My friend is rigidly religious and homo phobic. He had no solution. He was an engineer and he simply had no solution than to abandon ship when the time came. Our fuel would only get us another thousand miles.

I phoned Eric,  my gay sailing friend on the satellite phone. I believe in communication and saw humans as a collection of  computers that could link to greater genius. Eric had sailed back with his partner from Hawaii. I’d seen then presentation at the Blue Water Sailing Association.  I told him my situation and asked for help. He said he knew who would know what to do and moments later marine surveyor friend got back to me.I described the damage and he recommended a Spanish turnbuckle, explaining how to do this on our boat. We did this. It saved the boat. Hundreds of thousands of dollars saved by a phone call after juvenile insensitive behaviour almost cost us that and more. I lost a week more  of work, the income and patients were had Major  inconvenience. 
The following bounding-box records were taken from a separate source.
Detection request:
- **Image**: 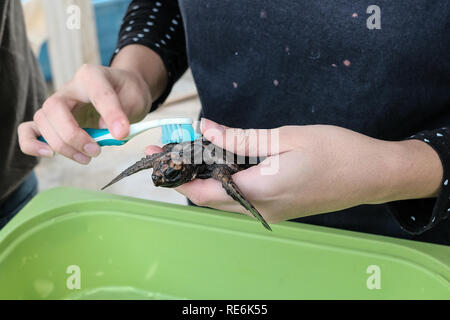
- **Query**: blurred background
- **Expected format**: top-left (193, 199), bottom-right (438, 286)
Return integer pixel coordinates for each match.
top-left (22, 0), bottom-right (200, 204)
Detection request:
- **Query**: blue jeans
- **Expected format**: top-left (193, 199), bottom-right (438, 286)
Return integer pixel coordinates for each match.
top-left (0, 172), bottom-right (38, 229)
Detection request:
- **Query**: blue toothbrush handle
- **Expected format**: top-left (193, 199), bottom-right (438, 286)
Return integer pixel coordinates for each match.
top-left (38, 128), bottom-right (127, 147)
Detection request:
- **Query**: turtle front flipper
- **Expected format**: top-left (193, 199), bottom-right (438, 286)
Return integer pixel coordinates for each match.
top-left (102, 153), bottom-right (159, 190)
top-left (211, 166), bottom-right (272, 231)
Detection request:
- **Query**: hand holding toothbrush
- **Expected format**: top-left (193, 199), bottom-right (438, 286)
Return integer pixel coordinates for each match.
top-left (18, 46), bottom-right (167, 164)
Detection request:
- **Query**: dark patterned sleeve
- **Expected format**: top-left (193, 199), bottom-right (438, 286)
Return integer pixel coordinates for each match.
top-left (389, 127), bottom-right (450, 235)
top-left (110, 0), bottom-right (188, 111)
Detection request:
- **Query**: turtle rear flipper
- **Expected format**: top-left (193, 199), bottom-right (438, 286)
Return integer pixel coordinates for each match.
top-left (211, 167), bottom-right (272, 231)
top-left (101, 154), bottom-right (158, 190)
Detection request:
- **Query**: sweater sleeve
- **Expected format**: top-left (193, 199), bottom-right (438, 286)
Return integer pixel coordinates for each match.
top-left (110, 0), bottom-right (188, 111)
top-left (389, 127), bottom-right (450, 235)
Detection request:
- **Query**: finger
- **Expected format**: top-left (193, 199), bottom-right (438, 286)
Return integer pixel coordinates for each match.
top-left (42, 95), bottom-right (100, 157)
top-left (175, 179), bottom-right (252, 217)
top-left (33, 109), bottom-right (91, 164)
top-left (200, 118), bottom-right (289, 157)
top-left (17, 121), bottom-right (54, 158)
top-left (71, 65), bottom-right (130, 140)
top-left (175, 179), bottom-right (233, 207)
top-left (145, 145), bottom-right (163, 156)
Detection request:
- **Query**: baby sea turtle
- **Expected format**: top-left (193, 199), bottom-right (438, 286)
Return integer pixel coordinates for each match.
top-left (102, 138), bottom-right (272, 231)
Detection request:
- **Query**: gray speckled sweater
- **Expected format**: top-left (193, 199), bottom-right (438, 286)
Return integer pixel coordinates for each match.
top-left (116, 0), bottom-right (450, 245)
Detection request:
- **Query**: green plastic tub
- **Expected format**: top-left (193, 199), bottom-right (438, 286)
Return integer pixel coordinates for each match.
top-left (0, 188), bottom-right (450, 299)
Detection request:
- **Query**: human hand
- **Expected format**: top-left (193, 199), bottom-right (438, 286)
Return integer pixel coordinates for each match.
top-left (146, 119), bottom-right (442, 223)
top-left (18, 65), bottom-right (152, 164)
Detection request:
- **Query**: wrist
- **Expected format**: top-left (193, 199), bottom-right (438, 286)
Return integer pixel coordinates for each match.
top-left (111, 45), bottom-right (168, 102)
top-left (374, 140), bottom-right (443, 203)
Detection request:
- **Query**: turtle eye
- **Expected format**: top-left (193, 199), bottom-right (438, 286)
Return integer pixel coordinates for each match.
top-left (164, 167), bottom-right (180, 180)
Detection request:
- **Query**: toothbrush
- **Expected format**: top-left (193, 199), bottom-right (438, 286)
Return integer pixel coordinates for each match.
top-left (38, 118), bottom-right (200, 147)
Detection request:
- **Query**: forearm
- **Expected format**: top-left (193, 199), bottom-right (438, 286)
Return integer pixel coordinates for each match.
top-left (111, 44), bottom-right (168, 101)
top-left (364, 140), bottom-right (443, 203)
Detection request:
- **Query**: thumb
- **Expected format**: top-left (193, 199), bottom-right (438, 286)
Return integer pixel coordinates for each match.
top-left (200, 118), bottom-right (287, 157)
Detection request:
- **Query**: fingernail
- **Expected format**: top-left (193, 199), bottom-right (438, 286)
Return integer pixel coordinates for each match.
top-left (73, 153), bottom-right (91, 164)
top-left (83, 143), bottom-right (100, 157)
top-left (200, 118), bottom-right (225, 132)
top-left (38, 148), bottom-right (54, 158)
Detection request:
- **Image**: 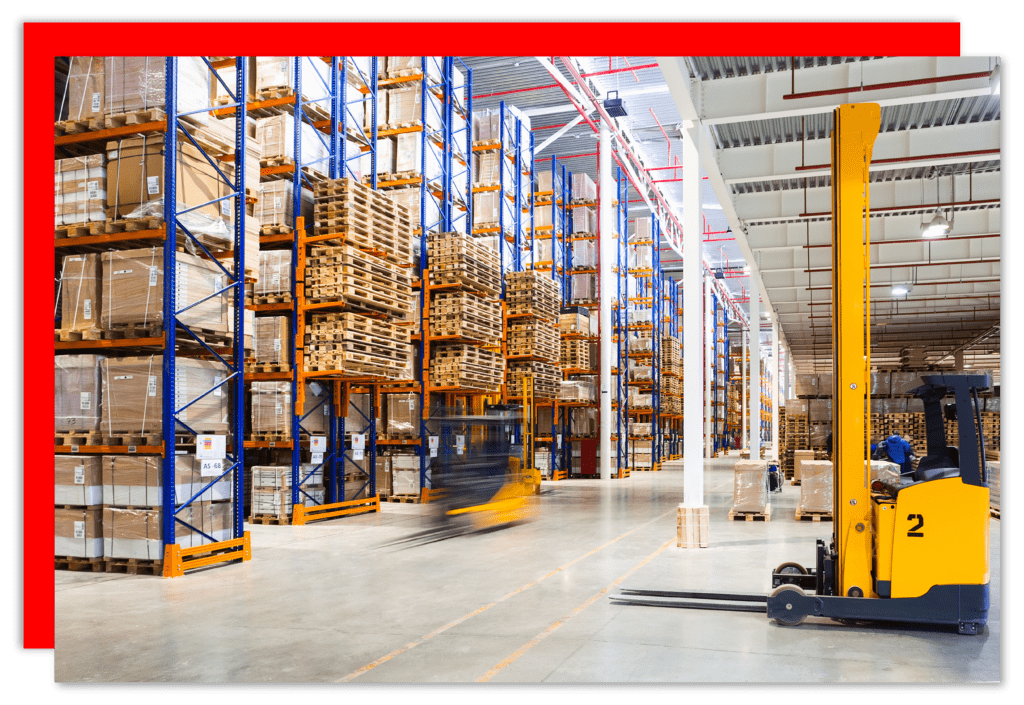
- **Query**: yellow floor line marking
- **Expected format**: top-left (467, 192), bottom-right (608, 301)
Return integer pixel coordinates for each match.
top-left (476, 539), bottom-right (676, 682)
top-left (335, 509), bottom-right (675, 682)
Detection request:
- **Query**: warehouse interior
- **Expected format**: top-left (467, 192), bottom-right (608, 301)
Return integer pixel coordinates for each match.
top-left (54, 55), bottom-right (1008, 690)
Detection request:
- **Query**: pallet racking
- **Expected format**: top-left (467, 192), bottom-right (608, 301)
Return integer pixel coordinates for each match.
top-left (54, 56), bottom-right (251, 577)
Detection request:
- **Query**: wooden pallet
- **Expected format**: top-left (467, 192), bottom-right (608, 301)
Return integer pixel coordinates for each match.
top-left (797, 507), bottom-right (833, 522)
top-left (729, 502), bottom-right (771, 522)
top-left (53, 555), bottom-right (106, 573)
top-left (103, 558), bottom-right (164, 576)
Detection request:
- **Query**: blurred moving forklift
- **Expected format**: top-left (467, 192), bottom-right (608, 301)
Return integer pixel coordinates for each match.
top-left (611, 103), bottom-right (989, 634)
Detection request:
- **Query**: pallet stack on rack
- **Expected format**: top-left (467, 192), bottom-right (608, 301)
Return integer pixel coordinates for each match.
top-left (54, 56), bottom-right (259, 576)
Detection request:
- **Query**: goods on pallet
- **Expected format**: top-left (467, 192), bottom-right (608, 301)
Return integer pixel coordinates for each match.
top-left (732, 460), bottom-right (768, 513)
top-left (381, 392), bottom-right (421, 439)
top-left (430, 344), bottom-right (503, 395)
top-left (427, 233), bottom-right (501, 296)
top-left (255, 250), bottom-right (294, 303)
top-left (505, 319), bottom-right (559, 363)
top-left (102, 56), bottom-right (209, 122)
top-left (558, 379), bottom-right (597, 403)
top-left (102, 502), bottom-right (231, 561)
top-left (53, 455), bottom-right (103, 506)
top-left (473, 191), bottom-right (501, 229)
top-left (559, 338), bottom-right (596, 370)
top-left (303, 314), bottom-right (413, 379)
top-left (99, 247), bottom-right (234, 340)
top-left (305, 245), bottom-right (418, 321)
top-left (572, 171), bottom-right (597, 202)
top-left (313, 178), bottom-right (413, 264)
top-left (256, 316), bottom-right (292, 372)
top-left (53, 355), bottom-right (102, 433)
top-left (798, 460), bottom-right (833, 514)
top-left (106, 137), bottom-right (234, 237)
top-left (53, 506), bottom-right (103, 558)
top-left (59, 56), bottom-right (106, 122)
top-left (101, 454), bottom-right (231, 507)
top-left (505, 270), bottom-right (561, 323)
top-left (252, 382), bottom-right (293, 441)
top-left (53, 155), bottom-right (106, 225)
top-left (254, 179), bottom-right (313, 232)
top-left (98, 355), bottom-right (229, 446)
top-left (505, 361), bottom-right (561, 399)
top-left (430, 288), bottom-right (502, 344)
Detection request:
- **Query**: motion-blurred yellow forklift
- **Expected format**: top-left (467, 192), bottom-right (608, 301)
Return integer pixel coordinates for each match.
top-left (612, 103), bottom-right (989, 634)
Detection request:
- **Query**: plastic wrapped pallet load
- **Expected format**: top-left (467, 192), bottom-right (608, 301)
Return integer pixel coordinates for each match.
top-left (732, 460), bottom-right (768, 514)
top-left (797, 460), bottom-right (833, 514)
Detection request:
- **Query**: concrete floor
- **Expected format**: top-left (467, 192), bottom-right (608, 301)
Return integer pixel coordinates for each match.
top-left (55, 458), bottom-right (1000, 685)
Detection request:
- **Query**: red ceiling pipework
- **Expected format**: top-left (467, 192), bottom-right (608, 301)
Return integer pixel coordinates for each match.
top-left (796, 199), bottom-right (1002, 218)
top-left (473, 64), bottom-right (657, 100)
top-left (797, 150), bottom-right (1000, 171)
top-left (782, 71), bottom-right (990, 100)
top-left (802, 233), bottom-right (1002, 250)
top-left (801, 257), bottom-right (1001, 273)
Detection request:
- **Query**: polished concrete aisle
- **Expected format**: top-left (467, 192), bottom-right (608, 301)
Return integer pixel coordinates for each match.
top-left (55, 458), bottom-right (1000, 689)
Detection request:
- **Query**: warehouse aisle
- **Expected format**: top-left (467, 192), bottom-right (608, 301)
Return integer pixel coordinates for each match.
top-left (54, 458), bottom-right (1000, 688)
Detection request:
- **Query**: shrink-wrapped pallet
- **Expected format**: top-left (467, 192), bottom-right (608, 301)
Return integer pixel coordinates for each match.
top-left (256, 316), bottom-right (292, 369)
top-left (99, 355), bottom-right (229, 436)
top-left (53, 154), bottom-right (106, 226)
top-left (53, 355), bottom-right (103, 433)
top-left (252, 382), bottom-right (294, 440)
top-left (799, 460), bottom-right (833, 513)
top-left (106, 135), bottom-right (234, 240)
top-left (103, 56), bottom-right (210, 122)
top-left (732, 460), bottom-right (768, 513)
top-left (53, 506), bottom-right (103, 558)
top-left (101, 455), bottom-right (231, 508)
top-left (60, 254), bottom-right (102, 333)
top-left (100, 247), bottom-right (234, 340)
top-left (59, 56), bottom-right (105, 121)
top-left (53, 454), bottom-right (103, 506)
top-left (255, 250), bottom-right (295, 297)
top-left (102, 502), bottom-right (231, 561)
top-left (254, 179), bottom-right (313, 231)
I’d sailed solo to Hawaii in winter storms, surged hurricanes, now sailed home with a broken mast. My friend would careless cut his finger and I’d suture it up such that he didn’t lose it. He thanked me for that. He plays violin and it brings us all so much joy. If he’d lost that finger he not have been Abe to share his tremendous gift. 

We caught and barbecued some mighty fine tuna, H mead some magnificent bread. 

I was glad to bring th SV Giri into Coal Harbour.